Next week I am going to begin learning about linked list, I know very little currently. Are there any well written explanations of linked list online? Or can someone explain the logic to me. Want to have a background before I start learning it from my professor.

A linked list is a series of objects that are linked together because each object points to the next.

//a basic structure for a linked list
typedef struct linkedList
{
	int data;
	linkedList* next; //points to the next linkedList struct
} linkedList;

I found this online: http://cslibrary.stanford.edu/103/
I didn't really take a good look at it, but it looks reliable.

I'm a little biased, but I believe this is a well written explanation. The code is in C, but the changes necessary to compile the examples as C++ are minor and pretty much just constitute an explicit cast.

Just note( I may be wrong but its worth thinking about ):

They will teach you theoretically that linked list are fast for insertion in the front, middle, and end of the list. Fast in terms of theoretical comparison of big-omega.

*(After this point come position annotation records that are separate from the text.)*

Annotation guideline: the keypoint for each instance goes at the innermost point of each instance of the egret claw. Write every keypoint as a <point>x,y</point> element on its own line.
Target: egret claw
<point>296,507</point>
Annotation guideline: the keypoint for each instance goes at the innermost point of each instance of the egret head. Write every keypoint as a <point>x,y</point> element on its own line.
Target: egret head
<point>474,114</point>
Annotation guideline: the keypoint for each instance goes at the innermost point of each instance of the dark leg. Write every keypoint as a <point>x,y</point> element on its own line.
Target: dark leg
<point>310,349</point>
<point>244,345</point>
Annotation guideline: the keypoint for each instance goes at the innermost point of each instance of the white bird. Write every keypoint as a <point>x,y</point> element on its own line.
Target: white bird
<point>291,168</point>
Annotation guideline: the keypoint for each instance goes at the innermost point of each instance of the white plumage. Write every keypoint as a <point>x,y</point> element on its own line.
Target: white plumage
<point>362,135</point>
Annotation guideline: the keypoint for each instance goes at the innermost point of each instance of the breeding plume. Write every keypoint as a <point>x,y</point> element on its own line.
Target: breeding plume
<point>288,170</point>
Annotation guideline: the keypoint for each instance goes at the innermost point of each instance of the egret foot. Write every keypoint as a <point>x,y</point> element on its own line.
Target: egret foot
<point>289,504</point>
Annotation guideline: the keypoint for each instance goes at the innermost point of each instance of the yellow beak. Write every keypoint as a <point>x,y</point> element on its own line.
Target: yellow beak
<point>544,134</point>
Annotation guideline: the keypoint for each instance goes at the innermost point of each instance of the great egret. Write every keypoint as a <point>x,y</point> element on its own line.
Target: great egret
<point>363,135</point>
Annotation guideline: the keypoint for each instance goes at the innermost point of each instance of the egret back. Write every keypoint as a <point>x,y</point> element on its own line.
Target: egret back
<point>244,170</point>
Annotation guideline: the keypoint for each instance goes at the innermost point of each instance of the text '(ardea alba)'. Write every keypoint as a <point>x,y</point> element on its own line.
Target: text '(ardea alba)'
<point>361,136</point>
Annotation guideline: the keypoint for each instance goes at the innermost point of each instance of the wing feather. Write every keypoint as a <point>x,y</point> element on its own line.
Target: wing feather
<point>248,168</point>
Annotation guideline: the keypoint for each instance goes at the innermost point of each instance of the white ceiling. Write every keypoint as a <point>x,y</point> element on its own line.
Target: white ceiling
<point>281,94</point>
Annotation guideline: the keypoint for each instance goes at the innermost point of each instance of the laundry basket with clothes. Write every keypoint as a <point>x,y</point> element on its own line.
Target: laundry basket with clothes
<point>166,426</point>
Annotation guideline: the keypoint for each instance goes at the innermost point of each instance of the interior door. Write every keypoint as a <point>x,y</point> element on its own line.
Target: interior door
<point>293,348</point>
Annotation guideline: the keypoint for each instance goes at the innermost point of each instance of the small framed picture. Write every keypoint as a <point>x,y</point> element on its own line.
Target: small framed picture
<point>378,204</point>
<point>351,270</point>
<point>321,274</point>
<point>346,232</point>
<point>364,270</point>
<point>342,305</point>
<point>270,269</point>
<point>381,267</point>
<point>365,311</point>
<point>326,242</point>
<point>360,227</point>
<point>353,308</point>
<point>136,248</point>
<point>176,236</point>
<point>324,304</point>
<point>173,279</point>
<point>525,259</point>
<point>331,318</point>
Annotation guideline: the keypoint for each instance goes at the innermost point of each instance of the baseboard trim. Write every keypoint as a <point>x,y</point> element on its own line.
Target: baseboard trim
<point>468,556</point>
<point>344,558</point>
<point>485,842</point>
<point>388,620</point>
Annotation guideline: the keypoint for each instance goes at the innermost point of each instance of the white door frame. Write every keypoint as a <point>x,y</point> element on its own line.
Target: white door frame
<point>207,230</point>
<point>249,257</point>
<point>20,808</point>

While theoretically this is true, in practice, you will find that front and end insertion are potentially faster in arrays implementation.

So I'm not trying to pollute your brain or anything, but just hoping you realize the practical sense in data structures. And question everything you can, because from experience, teacher are likely to make mistakes every so often and be aware of them trying to endow their beliefs onto you.

Just thought I'd give you a little food for thought. Enjoy.

in practice, you will find that front and end insertion are potentially faster in arrays implementation.

There's an implicit trade off with any data structure where the cost of maintaining it (to a certain size threshold) is greater than the benefit of using a smarter data structure. Translation: when the data set is small enough, the amortized cost of arrays is usually smaller than linked lists for any operation.

In my experience, the variability of sizes generally falls into one of two categories:

  1. Constant or variable, but extremely unlikely to grow very large.
  2. Variable, could be teeny tiny, or über huge.

With the first category, arrays or some variant thereof are nearly always the best solution under the KISS principle. With the second category, it's not as clean cut, and many war stories are told about programmers who chose poorly. ;)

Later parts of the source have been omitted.